Dopo tanto tanto inglese, parecchio slovacco, una punta di tedesco, di colombiano e di belga qua e là e qualche spruzzata di olandese, il Tour prova qualcosa di nuovo, a livello linguistico. La vittoria, si sa, appartiene a tutte le lingue: e, quando a coglierla è un corridore venuto dalle fredde e misteriose terre sconfinate degli Sciti, la gioia è quasi sempre composta, misurata; un po’ fredda?
Può essere, ma nel caso specifico anche “temperata” da una fatica non da poco, la Berna-Finhaut Emosson di 184,5 km (con la XVII tappa dalla Svizzera si è tornati in Francia). Questo è stato il modo di varcare per primo la soglia dell’arrivo da parte di Il’nur Zakarin (Katusha), senza braccia alzate, senza trovate teatrali o gesti destinati a divenire rituali da mattatore: ma chino sul manubrio, proprio quando alla fine mancavano ancora alcuni chilometri, e pronto a gettarsi tra le braccia dei tecnici del suo team per farsi disarcionare e tornare un qualunque essere pedestre.

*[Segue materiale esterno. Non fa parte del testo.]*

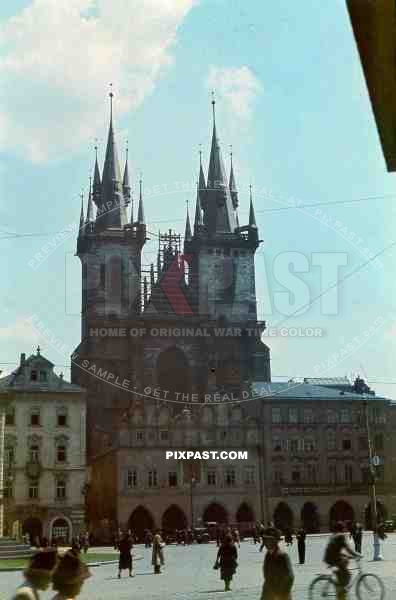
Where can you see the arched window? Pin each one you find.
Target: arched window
(61, 447)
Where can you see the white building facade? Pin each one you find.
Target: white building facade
(44, 452)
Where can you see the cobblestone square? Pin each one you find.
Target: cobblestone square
(188, 574)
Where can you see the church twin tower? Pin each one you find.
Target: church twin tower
(193, 294)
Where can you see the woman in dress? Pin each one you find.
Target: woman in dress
(227, 556)
(69, 576)
(125, 560)
(157, 557)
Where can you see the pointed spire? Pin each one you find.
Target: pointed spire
(232, 184)
(252, 218)
(140, 209)
(97, 184)
(152, 277)
(126, 188)
(90, 207)
(113, 212)
(81, 229)
(218, 208)
(198, 212)
(187, 233)
(145, 292)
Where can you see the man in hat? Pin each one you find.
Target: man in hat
(37, 575)
(277, 569)
(69, 576)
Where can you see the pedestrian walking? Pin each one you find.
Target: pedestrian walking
(157, 557)
(289, 537)
(226, 561)
(125, 560)
(357, 535)
(236, 537)
(277, 569)
(301, 536)
(37, 575)
(69, 576)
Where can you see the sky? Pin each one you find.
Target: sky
(291, 100)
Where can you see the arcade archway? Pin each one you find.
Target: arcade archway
(140, 520)
(215, 513)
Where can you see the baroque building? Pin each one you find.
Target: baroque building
(44, 462)
(169, 355)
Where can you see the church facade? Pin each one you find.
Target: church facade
(171, 359)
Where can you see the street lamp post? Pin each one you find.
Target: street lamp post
(192, 483)
(373, 513)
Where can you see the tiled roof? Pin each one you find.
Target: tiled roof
(307, 391)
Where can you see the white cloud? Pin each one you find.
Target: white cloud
(58, 58)
(237, 88)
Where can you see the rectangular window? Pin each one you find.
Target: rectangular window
(296, 476)
(331, 416)
(62, 420)
(345, 415)
(308, 415)
(211, 478)
(249, 478)
(8, 489)
(230, 477)
(10, 417)
(346, 445)
(333, 473)
(276, 415)
(172, 479)
(363, 443)
(348, 473)
(132, 478)
(379, 442)
(331, 441)
(60, 489)
(276, 445)
(61, 453)
(152, 479)
(309, 445)
(9, 457)
(34, 454)
(35, 419)
(293, 415)
(33, 489)
(278, 477)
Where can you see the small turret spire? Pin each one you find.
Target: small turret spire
(187, 233)
(97, 185)
(252, 218)
(198, 212)
(140, 209)
(126, 188)
(90, 207)
(81, 229)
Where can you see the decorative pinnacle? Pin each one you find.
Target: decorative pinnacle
(111, 96)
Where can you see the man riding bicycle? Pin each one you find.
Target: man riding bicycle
(337, 554)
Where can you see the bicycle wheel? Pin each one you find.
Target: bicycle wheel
(370, 587)
(322, 587)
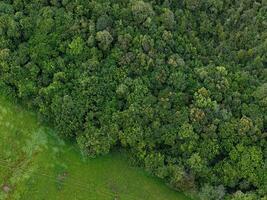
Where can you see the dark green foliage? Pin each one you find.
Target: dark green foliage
(182, 84)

La prima vittoria di un russo alla Grande Boucle di quest’anno e soprattutto la prima personale vittoria di Zakarin alla corsa gialla (oltre che del suo team): la pratica per l’alloro di giornata l’atleta di Naberežnye Čelny la chiude a 5,9 km dalla fine, quando decide di lasciarsi alle spalle l’altro battistrada, Pantano (IAM) e correre da solo verso il traguardo.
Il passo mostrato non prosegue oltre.